The Talent Pipeline Challenge
One of Cooper’s strongest themes — particularly relevant to the brush manufacturing sector — is organizational foresight. Many ABMA member companies are facing generational transitions, making succession planning and talent development critical strategic priorities.
Cooper’s approach is methodical. He will introduce attendees to his Talent Pipeline evaluation tool, which guides leaders through building an organizational chart aligned with where the company needs to be in three to five years. The next step is evaluating current team members across five categories: sustainable, promotable, toxic, in the wrong job or retiring soon.
“From this exercise, it becomes clear what the staff development and recruitment plan needs to be,” Cooper says. “This exercise has been transformational for hundreds of clients.”

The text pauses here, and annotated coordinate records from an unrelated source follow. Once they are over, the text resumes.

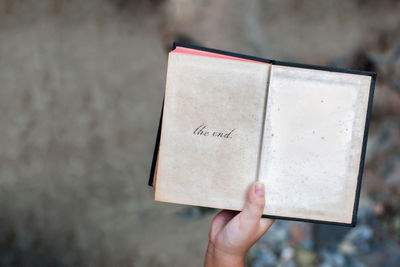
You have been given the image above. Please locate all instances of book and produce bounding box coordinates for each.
[149,43,376,226]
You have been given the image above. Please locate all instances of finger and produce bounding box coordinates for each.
[209,210,239,238]
[239,182,265,227]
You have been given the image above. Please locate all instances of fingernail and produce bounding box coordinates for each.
[254,182,265,196]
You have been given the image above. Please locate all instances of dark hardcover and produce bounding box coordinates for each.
[148,42,376,227]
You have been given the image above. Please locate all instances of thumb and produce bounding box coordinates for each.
[240,182,265,226]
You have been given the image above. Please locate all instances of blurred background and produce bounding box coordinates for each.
[0,0,400,267]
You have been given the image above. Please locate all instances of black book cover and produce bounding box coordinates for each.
[148,42,376,227]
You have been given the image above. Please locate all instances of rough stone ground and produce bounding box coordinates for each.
[0,0,400,266]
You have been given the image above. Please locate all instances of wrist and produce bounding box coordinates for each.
[204,241,246,267]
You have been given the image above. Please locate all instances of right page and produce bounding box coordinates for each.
[259,65,371,224]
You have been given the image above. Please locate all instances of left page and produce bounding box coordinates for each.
[155,52,270,210]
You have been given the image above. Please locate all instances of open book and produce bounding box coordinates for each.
[149,44,375,226]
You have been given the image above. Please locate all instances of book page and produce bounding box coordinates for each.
[260,65,371,223]
[155,53,269,210]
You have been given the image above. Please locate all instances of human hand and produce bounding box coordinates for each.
[204,182,275,267]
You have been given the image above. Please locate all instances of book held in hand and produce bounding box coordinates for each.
[149,44,375,226]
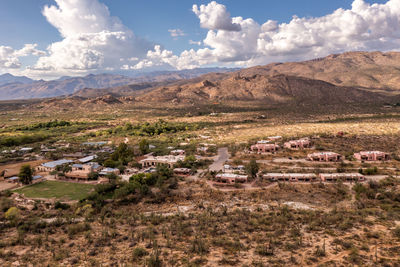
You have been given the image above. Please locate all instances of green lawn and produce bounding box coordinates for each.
[14,181,94,201]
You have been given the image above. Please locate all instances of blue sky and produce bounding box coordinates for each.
[0,0,400,78]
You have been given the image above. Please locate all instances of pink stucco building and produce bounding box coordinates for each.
[307,152,342,162]
[283,138,311,149]
[250,143,279,154]
[354,151,390,161]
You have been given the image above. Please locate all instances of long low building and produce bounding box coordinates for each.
[65,162,101,180]
[215,173,248,184]
[354,151,390,161]
[139,155,185,168]
[250,143,279,154]
[319,173,365,182]
[307,152,342,162]
[36,159,72,172]
[262,173,318,182]
[283,138,312,149]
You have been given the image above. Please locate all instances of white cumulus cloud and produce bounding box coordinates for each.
[168,29,186,38]
[192,1,240,31]
[0,44,45,71]
[28,0,153,76]
[139,0,400,69]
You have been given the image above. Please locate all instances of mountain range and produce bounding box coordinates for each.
[0,52,400,107]
[0,68,237,100]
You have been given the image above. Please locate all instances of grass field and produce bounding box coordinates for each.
[15,181,94,201]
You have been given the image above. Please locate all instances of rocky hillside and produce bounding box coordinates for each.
[136,74,386,104]
[0,68,237,100]
[239,52,400,91]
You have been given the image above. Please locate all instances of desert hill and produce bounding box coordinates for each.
[136,73,386,104]
[0,68,237,100]
[239,52,400,90]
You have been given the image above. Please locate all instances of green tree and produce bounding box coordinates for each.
[88,172,99,180]
[139,139,149,155]
[18,164,33,184]
[107,172,118,184]
[246,159,260,178]
[4,207,20,221]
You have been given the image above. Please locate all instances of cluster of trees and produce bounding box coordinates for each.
[124,120,200,136]
[97,143,134,172]
[17,120,71,131]
[175,155,210,172]
[18,164,34,184]
[82,166,178,210]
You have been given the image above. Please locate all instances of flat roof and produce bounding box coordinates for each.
[78,155,97,163]
[42,159,72,168]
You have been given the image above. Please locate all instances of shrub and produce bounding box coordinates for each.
[393,226,400,238]
[67,223,90,236]
[132,247,149,259]
[4,207,20,221]
[54,201,70,210]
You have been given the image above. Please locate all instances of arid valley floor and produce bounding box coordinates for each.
[0,99,400,266]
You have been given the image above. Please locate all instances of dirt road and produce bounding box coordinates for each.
[209,147,229,171]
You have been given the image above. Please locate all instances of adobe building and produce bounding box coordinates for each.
[307,152,342,162]
[215,173,248,184]
[262,173,318,182]
[139,155,185,168]
[319,173,365,182]
[283,138,312,150]
[354,151,390,161]
[250,143,280,154]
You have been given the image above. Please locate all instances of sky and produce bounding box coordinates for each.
[0,0,400,79]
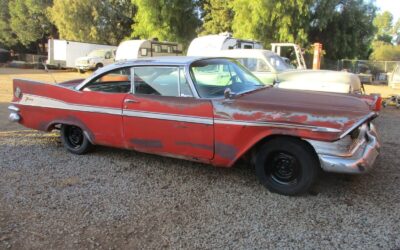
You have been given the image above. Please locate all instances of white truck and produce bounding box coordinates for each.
[46,39,117,68]
[115,40,182,61]
[187,33,263,56]
[75,49,116,73]
[214,49,363,94]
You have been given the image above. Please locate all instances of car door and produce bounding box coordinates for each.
[123,66,214,161]
[104,50,114,65]
[79,68,131,148]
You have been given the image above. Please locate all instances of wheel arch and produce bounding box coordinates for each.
[45,120,94,144]
[232,134,320,166]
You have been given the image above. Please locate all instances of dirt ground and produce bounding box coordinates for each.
[0,68,400,249]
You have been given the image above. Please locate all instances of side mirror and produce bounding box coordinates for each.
[224,88,235,99]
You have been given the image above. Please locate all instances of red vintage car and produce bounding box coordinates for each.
[9,57,380,195]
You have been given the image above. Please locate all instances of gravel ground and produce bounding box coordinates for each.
[0,69,400,249]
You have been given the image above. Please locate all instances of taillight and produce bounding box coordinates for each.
[372,96,382,111]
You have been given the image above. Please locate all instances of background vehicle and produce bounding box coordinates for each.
[75,49,116,73]
[271,43,307,69]
[46,39,117,68]
[0,48,11,63]
[389,64,400,89]
[215,49,362,93]
[9,57,380,195]
[187,33,263,56]
[115,40,182,61]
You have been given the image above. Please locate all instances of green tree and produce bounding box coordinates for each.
[0,1,18,48]
[48,0,135,45]
[201,0,233,35]
[308,0,376,59]
[374,11,396,43]
[8,0,53,52]
[373,11,393,35]
[370,41,400,61]
[131,0,200,45]
[232,0,312,45]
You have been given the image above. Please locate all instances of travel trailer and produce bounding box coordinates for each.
[187,33,263,56]
[46,39,117,68]
[115,40,182,61]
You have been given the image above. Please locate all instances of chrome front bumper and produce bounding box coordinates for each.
[8,105,21,122]
[311,124,381,174]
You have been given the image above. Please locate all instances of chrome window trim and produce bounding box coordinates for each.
[132,65,180,97]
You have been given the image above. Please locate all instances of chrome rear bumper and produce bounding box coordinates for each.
[308,124,381,174]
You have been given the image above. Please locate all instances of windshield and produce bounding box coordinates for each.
[264,53,293,71]
[190,59,265,98]
[88,50,106,57]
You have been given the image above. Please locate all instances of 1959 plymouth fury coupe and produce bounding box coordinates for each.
[9,57,380,195]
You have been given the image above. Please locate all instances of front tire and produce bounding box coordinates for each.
[61,125,92,155]
[256,138,319,195]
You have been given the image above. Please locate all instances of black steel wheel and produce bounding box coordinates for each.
[256,137,319,195]
[61,125,92,154]
[95,63,103,70]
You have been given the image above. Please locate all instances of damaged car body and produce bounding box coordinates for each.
[9,57,380,195]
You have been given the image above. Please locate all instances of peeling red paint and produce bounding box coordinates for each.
[13,79,378,167]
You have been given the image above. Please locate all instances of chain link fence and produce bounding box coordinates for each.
[336,59,400,84]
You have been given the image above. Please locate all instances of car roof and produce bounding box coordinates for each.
[95,56,211,75]
[79,56,229,86]
[215,49,277,58]
[116,56,204,65]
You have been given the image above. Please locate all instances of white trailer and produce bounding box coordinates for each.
[187,33,263,56]
[46,39,117,68]
[115,40,182,61]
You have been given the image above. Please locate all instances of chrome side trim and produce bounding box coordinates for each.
[339,112,376,139]
[122,109,213,125]
[8,105,19,112]
[214,119,341,133]
[8,113,21,122]
[13,94,341,133]
[18,94,122,115]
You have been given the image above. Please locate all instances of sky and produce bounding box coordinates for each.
[375,0,400,23]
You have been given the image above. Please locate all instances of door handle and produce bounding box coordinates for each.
[124,99,139,103]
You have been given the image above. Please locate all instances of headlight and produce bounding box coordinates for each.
[350,127,361,140]
[14,87,22,98]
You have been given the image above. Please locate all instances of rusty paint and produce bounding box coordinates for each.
[129,138,163,148]
[215,142,238,160]
[176,141,214,151]
[9,64,378,170]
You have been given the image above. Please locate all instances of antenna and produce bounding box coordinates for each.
[42,63,57,84]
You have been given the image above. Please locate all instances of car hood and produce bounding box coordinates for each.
[57,79,85,89]
[214,87,375,140]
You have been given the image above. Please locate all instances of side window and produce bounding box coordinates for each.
[179,68,193,97]
[237,58,270,72]
[154,45,161,53]
[167,46,174,53]
[83,68,131,93]
[134,66,179,96]
[140,48,147,56]
[105,51,111,59]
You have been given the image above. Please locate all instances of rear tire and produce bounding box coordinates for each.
[256,137,319,195]
[94,63,103,70]
[61,125,92,155]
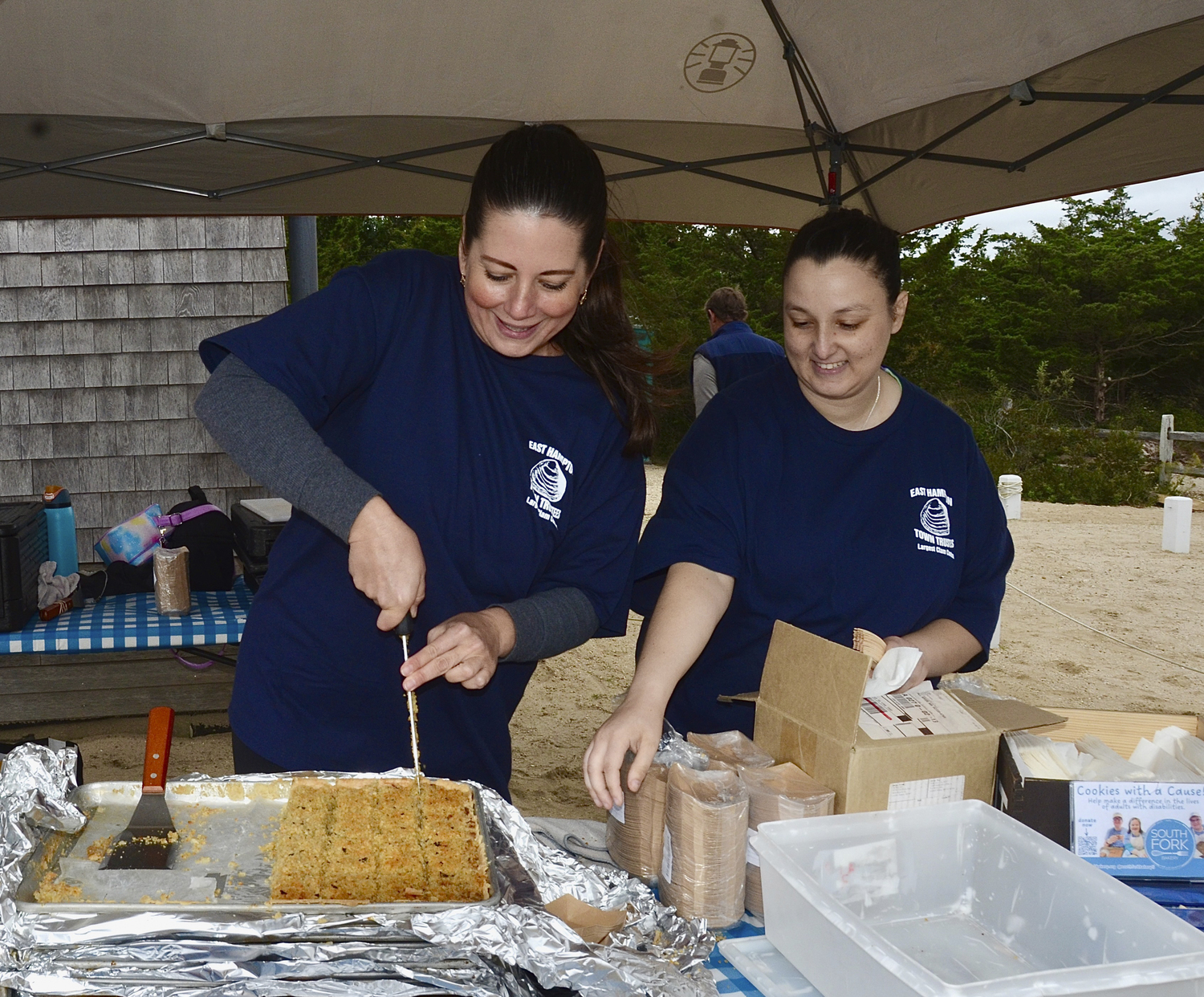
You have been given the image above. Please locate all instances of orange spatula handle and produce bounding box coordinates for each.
[142,707,176,792]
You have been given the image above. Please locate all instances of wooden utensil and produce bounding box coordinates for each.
[393,613,423,780]
[104,707,176,869]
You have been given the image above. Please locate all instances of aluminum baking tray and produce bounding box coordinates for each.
[17,773,501,918]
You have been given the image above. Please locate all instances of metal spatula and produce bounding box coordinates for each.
[393,613,423,780]
[104,707,176,869]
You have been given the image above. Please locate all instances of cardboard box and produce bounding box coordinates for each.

The framework allows leaders to move from vague concerns about succession to concrete action plans. It identifies not only who might retire or leave, but who is ready to step up, who needs development and where the organization has structural gaps that require external recruitment.
In an industry where institutional knowledge and technical expertise often reside with long-tenured employees, losing key personnel without a transition plan can disrupt operations for years. Cooper’s model provides a systematic way to prevent that outcome.
Strategic Thinking in a Reactive World
Cooper believes industry conferences offer something most leaders rarely give themselves: structured time for strategic thinking. “We all spend much of our regular workday solving immediate problems, rather than thinking about longer-term strategy, generational sustainability, management and leadership,” he says. “A convention like this, if we seize the opportunity and come with a list of key topics on which we need new insights, provides the best opportunity to move our business forward.”
But he offers a cautionary note: “Almost no one comes to a conference with a list. They walk around in the faint hope that something important will accidentally leap out and stick to them. Don’t do that. Success comes to those who do the homework.”
Cooper will remain onsite for the full convention, participating in Thursday morning Table Talk discussions where attendees can engage with him on any aspect of the insights delivered the previous day. He also makes himself available for quiet, confidential one-on-one conversations throughout the event.
“Some of the most important value is delivered off the platform in the form of quiet, confidential conversations,” Cooper notes.